Camino de tierra. El sonido de las zuelas de los zapatos haciendo fricción contra las piedritas del suelo. El aire en la cara, impregnado de aromas penetrantes que, cuando están adheridos al disfrute, alteran su connotación. La vida animal enhebrada a lo humano.
Las voces difuminadas por el viento y el cielo abierto. Una sensación de que la vida puede ser, acaso, esto. Estar despojados del tiempo.
Llegar a Puesto Viejo nos puso en contacto con un modo de ser en el mundo que se conecta con nuestras raíces. Estábamos buscando eso. Volver. Volver a esos lugares que habitamos cuando éramos chicos. Volver a ese tiempo que transcurre sin que lo estemos midiendo. Sentirnos invitados a ser parte de algo más grande que nuestra singular existencia.
Un mundo que nos antecede y que, si no lo rompemos todo, perdurará más allá de nosotros. Como la gente que amamos. Que permanece más allá del tiempo, en nuestros recuerdos, en algún aroma, en cierta música. En lo que amaban hacer y nos queda como tesoro.

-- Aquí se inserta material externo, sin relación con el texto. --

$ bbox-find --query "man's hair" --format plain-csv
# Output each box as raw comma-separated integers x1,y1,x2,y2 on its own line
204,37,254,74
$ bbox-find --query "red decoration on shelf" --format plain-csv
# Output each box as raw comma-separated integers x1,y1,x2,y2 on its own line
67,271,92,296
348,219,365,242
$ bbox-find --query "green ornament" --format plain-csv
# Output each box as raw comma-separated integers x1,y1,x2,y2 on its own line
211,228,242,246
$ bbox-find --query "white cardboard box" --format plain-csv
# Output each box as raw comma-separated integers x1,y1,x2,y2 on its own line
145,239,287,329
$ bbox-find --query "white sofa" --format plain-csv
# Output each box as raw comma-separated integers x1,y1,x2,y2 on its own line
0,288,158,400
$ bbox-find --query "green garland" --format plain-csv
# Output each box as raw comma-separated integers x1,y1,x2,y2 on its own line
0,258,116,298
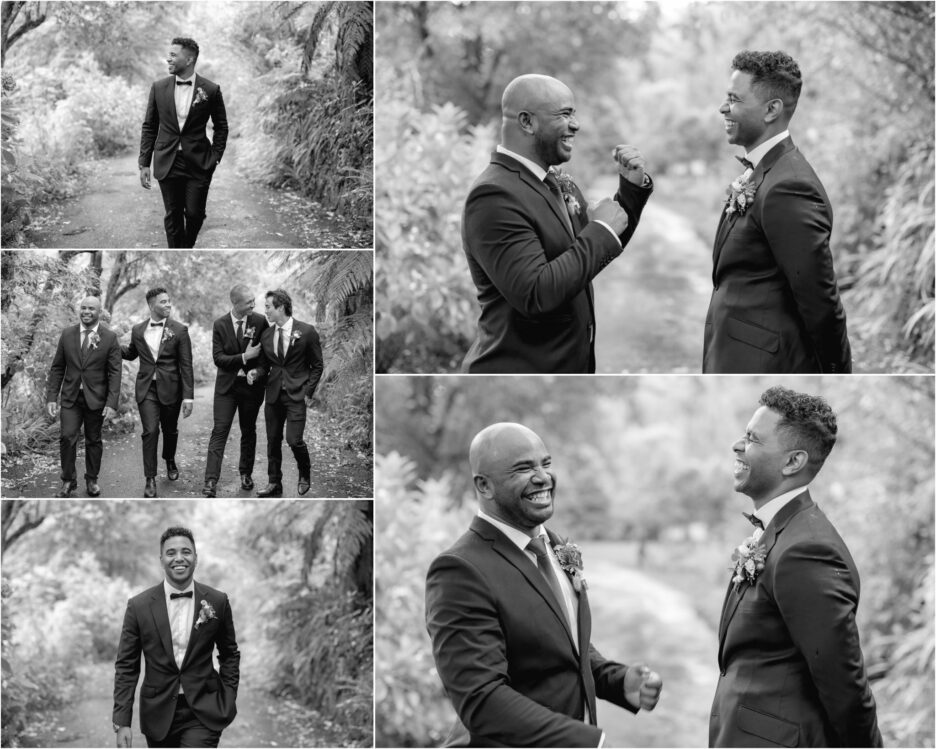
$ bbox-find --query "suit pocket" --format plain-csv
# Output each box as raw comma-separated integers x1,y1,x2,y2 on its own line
725,317,780,354
738,705,799,746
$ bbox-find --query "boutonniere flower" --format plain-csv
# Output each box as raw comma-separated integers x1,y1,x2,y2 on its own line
553,169,582,216
195,598,217,629
553,540,588,593
731,536,767,590
725,169,757,216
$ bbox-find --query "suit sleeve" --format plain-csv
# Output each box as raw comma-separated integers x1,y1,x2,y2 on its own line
104,333,123,411
113,601,143,726
139,83,159,169
761,178,852,373
774,541,882,747
463,183,622,317
426,548,613,747
179,325,195,400
46,334,65,403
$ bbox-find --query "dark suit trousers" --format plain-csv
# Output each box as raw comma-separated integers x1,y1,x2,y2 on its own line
146,694,221,747
263,391,312,484
138,382,182,479
59,390,104,481
205,377,263,481
159,151,214,248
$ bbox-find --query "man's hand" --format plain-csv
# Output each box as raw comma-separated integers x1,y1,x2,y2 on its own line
117,726,133,747
244,342,260,361
612,146,647,187
624,663,663,710
588,198,627,236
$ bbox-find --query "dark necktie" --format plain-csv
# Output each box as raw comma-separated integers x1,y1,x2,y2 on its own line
527,536,565,612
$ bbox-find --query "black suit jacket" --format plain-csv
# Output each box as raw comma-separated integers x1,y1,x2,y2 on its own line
211,312,270,399
426,518,635,746
709,491,881,747
113,581,240,741
139,74,228,179
259,318,324,404
121,318,195,406
46,324,123,411
702,138,851,373
462,153,653,373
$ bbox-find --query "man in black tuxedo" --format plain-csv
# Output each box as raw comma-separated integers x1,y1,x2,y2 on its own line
426,424,663,747
702,52,852,373
139,37,228,247
46,296,123,497
709,387,882,746
202,284,270,497
248,289,323,497
113,527,240,747
121,286,195,497
462,75,653,374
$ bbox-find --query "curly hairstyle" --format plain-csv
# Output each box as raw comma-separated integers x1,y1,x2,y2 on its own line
264,289,292,317
759,386,838,474
171,36,198,60
159,525,195,554
731,50,803,115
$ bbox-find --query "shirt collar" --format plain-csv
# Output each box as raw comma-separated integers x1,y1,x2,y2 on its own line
744,130,790,166
754,484,809,528
497,146,546,182
478,510,549,551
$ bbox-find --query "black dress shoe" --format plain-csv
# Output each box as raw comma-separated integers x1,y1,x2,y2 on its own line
257,484,283,497
55,481,78,497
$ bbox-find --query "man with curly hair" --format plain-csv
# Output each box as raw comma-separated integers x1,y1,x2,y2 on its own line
709,387,882,747
139,37,228,248
702,51,852,373
113,527,240,747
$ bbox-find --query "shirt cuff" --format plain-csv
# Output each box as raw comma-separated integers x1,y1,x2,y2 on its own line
595,219,624,247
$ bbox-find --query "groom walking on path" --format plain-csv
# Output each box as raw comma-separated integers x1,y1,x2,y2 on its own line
202,284,270,497
140,37,228,248
702,52,852,373
426,424,663,747
462,75,653,374
46,296,123,497
121,286,195,497
709,387,882,747
113,528,240,747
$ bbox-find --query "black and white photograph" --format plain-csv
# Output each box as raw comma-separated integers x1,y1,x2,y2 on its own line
0,250,373,498
2,499,374,747
0,0,374,249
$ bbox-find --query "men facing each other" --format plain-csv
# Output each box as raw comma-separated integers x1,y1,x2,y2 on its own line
46,296,122,497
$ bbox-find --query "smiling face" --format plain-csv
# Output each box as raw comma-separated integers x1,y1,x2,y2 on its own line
474,425,556,532
159,536,198,590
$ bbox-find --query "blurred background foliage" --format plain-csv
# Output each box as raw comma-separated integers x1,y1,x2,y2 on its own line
0,250,373,455
375,376,936,747
375,2,934,372
0,0,373,247
2,499,373,746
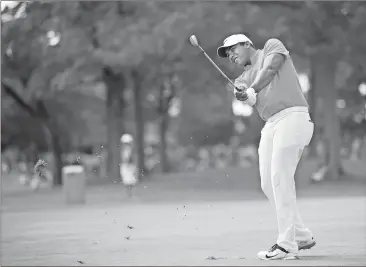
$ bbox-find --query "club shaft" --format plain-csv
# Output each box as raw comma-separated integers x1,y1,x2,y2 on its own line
198,46,236,87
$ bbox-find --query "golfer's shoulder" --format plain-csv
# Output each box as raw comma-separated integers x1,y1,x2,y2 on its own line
263,38,288,54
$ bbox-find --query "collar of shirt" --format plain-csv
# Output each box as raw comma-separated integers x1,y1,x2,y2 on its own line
244,50,259,70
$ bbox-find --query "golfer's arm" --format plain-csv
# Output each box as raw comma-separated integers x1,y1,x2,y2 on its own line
250,53,286,93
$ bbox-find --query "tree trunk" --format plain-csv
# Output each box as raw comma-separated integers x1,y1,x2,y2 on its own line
158,76,174,173
314,56,341,180
160,112,169,173
103,67,125,181
2,83,63,186
132,70,146,180
47,126,63,186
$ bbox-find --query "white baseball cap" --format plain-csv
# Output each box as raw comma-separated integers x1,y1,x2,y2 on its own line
217,34,253,58
120,134,133,144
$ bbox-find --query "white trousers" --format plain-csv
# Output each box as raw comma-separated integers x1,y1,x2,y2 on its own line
258,107,314,253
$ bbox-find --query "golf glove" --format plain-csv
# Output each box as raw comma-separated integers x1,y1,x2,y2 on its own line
244,88,257,107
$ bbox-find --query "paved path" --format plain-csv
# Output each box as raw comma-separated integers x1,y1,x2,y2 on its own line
1,196,366,266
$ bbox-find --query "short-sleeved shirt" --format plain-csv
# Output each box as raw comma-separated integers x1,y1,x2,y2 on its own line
235,39,308,121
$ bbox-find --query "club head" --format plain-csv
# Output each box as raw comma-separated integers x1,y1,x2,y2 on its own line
189,35,199,46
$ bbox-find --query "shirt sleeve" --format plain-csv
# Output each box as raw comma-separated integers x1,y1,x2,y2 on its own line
264,39,290,58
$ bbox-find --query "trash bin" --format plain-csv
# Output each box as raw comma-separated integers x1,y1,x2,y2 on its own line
62,165,86,204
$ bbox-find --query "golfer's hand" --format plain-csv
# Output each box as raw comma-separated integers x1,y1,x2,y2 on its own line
234,85,248,101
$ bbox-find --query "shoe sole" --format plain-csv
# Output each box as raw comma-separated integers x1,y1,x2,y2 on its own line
258,253,299,261
299,241,316,250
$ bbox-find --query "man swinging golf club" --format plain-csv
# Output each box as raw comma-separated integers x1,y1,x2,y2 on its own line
217,34,316,260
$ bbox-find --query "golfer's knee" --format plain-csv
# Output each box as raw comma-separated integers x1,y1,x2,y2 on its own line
261,180,272,196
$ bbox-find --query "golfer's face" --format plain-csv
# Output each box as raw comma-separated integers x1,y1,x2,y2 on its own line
226,44,249,66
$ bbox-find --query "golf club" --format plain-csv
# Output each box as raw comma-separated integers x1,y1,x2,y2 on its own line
189,35,242,91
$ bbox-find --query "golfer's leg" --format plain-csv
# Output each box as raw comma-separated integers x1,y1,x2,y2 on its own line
271,143,301,252
271,114,313,252
258,127,275,209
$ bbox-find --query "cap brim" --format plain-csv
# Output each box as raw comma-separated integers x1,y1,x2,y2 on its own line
217,45,231,58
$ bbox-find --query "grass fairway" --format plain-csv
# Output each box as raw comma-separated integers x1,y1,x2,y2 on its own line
1,193,366,266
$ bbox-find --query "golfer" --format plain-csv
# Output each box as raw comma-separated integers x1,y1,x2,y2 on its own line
217,34,316,260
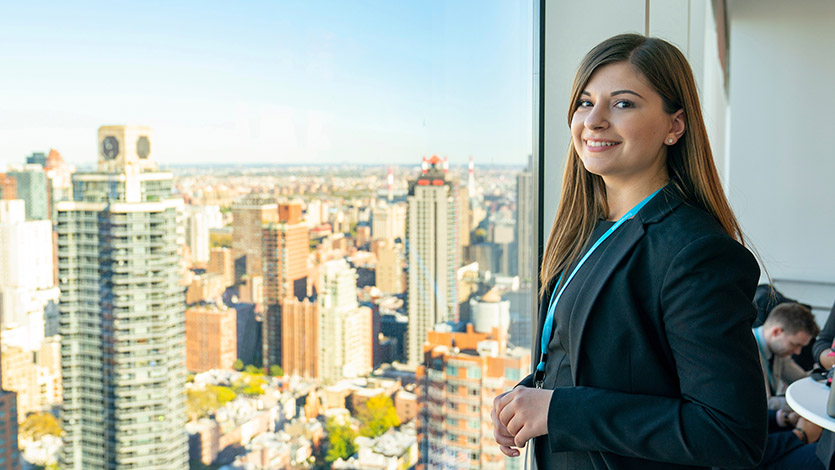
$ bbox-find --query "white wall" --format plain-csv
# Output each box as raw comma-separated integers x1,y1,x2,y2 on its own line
728,0,835,307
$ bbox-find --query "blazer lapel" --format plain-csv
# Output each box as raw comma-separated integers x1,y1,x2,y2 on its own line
568,184,682,386
568,221,644,385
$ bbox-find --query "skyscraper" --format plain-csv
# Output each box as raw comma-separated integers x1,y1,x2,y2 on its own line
0,199,60,352
261,204,310,366
186,304,238,372
377,241,403,294
281,298,319,379
8,165,51,220
44,149,75,219
0,173,17,200
371,204,406,243
516,162,538,285
417,324,531,470
57,126,188,470
185,206,214,264
318,259,372,381
232,199,278,281
406,156,460,367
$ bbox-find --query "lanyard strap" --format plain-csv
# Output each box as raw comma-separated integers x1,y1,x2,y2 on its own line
754,327,777,394
536,188,663,376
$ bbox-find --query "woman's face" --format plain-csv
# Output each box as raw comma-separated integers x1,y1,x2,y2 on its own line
571,62,684,186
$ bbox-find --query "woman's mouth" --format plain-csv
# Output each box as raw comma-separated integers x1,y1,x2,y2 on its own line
585,140,620,152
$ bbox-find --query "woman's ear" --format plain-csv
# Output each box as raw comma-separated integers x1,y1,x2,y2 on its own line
667,109,687,141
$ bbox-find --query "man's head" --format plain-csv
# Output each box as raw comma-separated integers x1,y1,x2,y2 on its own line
763,302,820,357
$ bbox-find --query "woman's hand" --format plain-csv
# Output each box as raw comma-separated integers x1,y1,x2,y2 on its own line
490,391,519,457
493,387,554,447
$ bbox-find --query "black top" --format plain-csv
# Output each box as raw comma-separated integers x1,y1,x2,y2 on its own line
520,185,768,470
534,220,617,469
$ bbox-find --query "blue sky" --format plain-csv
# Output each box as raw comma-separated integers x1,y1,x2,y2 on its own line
0,0,532,168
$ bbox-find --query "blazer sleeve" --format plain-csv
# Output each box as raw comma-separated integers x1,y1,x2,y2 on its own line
548,235,768,468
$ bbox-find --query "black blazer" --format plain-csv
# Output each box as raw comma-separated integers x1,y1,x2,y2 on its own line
520,185,768,470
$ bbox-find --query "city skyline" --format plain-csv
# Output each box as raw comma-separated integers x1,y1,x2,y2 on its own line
0,2,532,168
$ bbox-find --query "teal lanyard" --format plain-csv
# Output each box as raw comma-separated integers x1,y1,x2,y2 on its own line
754,327,777,394
536,188,663,382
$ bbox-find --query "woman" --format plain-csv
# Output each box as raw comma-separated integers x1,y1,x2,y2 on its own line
493,34,767,470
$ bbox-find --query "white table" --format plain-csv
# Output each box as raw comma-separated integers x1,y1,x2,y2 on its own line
786,378,835,431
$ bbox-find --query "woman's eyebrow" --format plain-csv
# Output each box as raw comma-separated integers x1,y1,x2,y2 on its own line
580,90,646,100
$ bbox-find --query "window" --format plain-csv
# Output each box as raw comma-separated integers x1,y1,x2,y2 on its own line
0,0,537,468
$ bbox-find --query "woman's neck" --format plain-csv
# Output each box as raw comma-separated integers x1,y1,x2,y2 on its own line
604,175,669,221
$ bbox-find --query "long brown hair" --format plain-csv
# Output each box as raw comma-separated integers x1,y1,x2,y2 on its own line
539,34,744,296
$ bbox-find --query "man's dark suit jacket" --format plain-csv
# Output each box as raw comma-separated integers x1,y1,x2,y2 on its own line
520,185,767,470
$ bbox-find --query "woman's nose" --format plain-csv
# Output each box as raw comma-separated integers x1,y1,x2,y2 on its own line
585,103,609,129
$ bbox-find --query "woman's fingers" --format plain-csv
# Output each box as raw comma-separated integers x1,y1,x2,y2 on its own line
490,392,519,457
499,446,519,457
499,388,553,447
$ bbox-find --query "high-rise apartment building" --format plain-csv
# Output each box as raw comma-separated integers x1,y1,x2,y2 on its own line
417,324,531,470
406,156,460,367
516,163,538,285
456,186,470,262
185,206,216,264
57,126,188,470
207,247,235,287
261,204,310,366
376,241,404,294
371,204,406,243
8,164,50,220
44,149,75,219
186,304,238,372
318,259,373,381
0,173,17,200
0,199,60,353
232,199,278,281
281,297,319,379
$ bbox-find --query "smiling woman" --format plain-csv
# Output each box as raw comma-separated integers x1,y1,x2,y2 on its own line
492,34,766,469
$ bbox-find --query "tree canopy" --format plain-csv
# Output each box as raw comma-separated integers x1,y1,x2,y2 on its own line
186,385,237,419
358,394,400,437
325,418,357,462
19,413,63,441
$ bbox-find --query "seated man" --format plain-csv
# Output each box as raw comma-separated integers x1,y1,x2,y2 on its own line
753,302,820,411
753,302,825,469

Somos más allá del tiempo y Puesto Viejo nos devuelve eso. La vida afuera, con aire equino. Disponibles a la naturaleza. Casi pidiéndole permiso.
Nos devuelve el encuentro liviano con quienes compartimos un momento. Con quienes refundamos la vida, en otra etapa. Como una nueva oportunidad.
Puesto Viejo está construido desde las nuevas oportunidades. De la vida y de las cosas. Por eso los objetos que lo habitan tienen historia y volvemos a darles valor. Una nueva oportunidad en la que la arquitectura se funde con el entorno y retomamos los colores de la tierra para que, algo tan esencial, como el pasto y el cielo, sigan siendo los protagonistas. Un acto humano, donde la eficiencia y el diseño se disponen a entender el ambiente y a perturbarlo lo menos posible. Porque, sabemos, estamos de paso. Y no estamos seguros qué recuerdos dejaremos a los nuestros, pero no hay duda que podemos elegir cuáles serán nuestras huellas.